Alex Smith comfortable not having to learn new offense

For the first time since the San Francisco 49ers invested the first pick in the draft on Alex Smith in 2005, the quarterback isn’t forced to learn a new offense in the spring.

That much right there made a big difference for him on Monday when the team opened up with an OTA in Santa Clara, Calif. Smith won’t have to feel his way through a playbook when he takes the field this time, ensuring he has the calls right and worrying about the little things when he should be thinking fast.

"It's a big difference hitting the ground running," Smith told David White of the San Francisco Chronicle. "I can't say how nice it is to be that much further ahead than we were a year ago."

It also marks the first time there isn’t uncertainty about his role. A year ago, he was forced to compete with Shaun Hill for the starting job. David Carr was signed as a backup but everyone in the organization has made it clear what role Carr occupies: He’s the backup.

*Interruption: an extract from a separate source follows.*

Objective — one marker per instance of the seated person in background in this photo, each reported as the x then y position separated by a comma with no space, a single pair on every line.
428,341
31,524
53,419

"Last year, you were really just trying to take in the basics," Smith said. "We were working on huddle procedure, motions and shifts and all the fundamentals you have to build. At this point, we're so much past that and taking the next step forward.

"The great thing is I'm going to get all the reps out here and I'm going to take advantage of them."

The 49ers will wrap up their first stretch of OTA’s today. The club schedule two early like this with an eye toward having the staff evaluate the offensive line as it prepares for the draft. The team is expected to use one of its picks in the first round on a lineman. San Francisco has the 13th and 17th overall picks of the round.